ANAH (Agence Nationale de l’Habitat)

Qui peut bénéficier d’une aide ?

  • Les « propriétaires occupants« , à savoir les propriétaires qui occupent leur logement (sous conditions de ressources).
  • Les « propriétaires bailleurs« , à savoir les personnes possédant un ou plusieurs biens immobiliers et qui louent ou souhaitent louer, en réalisant ou non des travaux.
  • Les syndicats de copropriétaires pour des travaux sur les parties communes et équipements communs.
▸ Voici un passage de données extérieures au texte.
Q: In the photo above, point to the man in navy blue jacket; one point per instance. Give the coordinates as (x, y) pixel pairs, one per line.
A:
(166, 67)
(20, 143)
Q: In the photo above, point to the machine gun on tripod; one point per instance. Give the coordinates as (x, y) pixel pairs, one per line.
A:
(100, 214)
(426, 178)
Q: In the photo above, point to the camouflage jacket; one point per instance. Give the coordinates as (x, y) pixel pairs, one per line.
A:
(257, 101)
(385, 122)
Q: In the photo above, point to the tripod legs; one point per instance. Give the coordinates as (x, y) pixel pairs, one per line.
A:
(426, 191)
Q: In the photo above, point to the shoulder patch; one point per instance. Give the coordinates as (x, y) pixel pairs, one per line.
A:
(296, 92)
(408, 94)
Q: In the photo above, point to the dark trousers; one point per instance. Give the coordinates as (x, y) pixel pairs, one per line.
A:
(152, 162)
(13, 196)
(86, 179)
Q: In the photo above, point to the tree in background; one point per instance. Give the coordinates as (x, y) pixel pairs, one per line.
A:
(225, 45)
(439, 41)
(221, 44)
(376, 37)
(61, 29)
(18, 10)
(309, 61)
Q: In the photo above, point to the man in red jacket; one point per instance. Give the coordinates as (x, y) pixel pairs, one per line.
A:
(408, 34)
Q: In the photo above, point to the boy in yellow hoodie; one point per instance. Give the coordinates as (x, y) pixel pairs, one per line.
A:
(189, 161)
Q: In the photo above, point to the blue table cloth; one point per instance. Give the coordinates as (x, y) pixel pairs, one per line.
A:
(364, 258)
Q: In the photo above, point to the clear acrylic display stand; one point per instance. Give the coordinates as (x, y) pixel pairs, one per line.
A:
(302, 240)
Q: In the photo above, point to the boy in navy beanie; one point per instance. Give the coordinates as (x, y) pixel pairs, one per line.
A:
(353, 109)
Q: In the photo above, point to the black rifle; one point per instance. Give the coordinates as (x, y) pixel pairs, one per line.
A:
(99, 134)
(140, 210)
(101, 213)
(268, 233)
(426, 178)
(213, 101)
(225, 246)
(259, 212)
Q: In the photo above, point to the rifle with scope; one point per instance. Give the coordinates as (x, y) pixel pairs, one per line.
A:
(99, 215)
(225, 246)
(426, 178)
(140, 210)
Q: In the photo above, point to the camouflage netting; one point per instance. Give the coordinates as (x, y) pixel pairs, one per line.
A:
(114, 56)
À titre exceptionnel, peuvent également bénéficier des aides de l’Anah :

  • Les personnes assurant la charge effective des travaux dans des logements occupés par leurs ascendants ou descendants ou ceux de leur conjoint.
  • Les communes pour des travaux d’office de sortie d’insalubrité ou de péril.
  • Les locataires qui souhaitent réaliser des travaux de mise aux normes de décence de leur logement ou en améliorer l’accessibilité ou l’adapter au handicap.
  • Les organismes agréés dans le cadre d’un bail à réhabilitation ou de la location à des associations d’aide à la réinsertion des personnes en difficulté.
  • Les organismes HLM dans le cadre des plans de sauvegarde des copropriétés dégradées.

Pour quels logements ?

Les logements doivent être achevés depuis au moins 15 ans à la date où la décision d’accorder la subvention est prise.

Pour quels travaux ?

  • Ils doivent être d’un montant minimum de 1500 € HT, sauf pour les propriétaires occupants aux ressources « très modestes », pour lesquels aucun seuil n’est exigé.
  • Ils ne doivent pas être commencés avant le dépôt de la demande de subvention.
  • Ils doivent être compris dans la liste des travaux recevables. L’Anah finance des projets de travaux lourds pour réhabiliter un logement indigne ou très dégradé, et des projets de travaux d’amélioration de l’habitat. Ceci exclut les petits travaux d’entretien ou de décoration, ainsi que les travaux assimilables à de la construction neuve ou à de l’agrandissement.
  • Ils doivent être réalisés par des professionnels du bâtiment.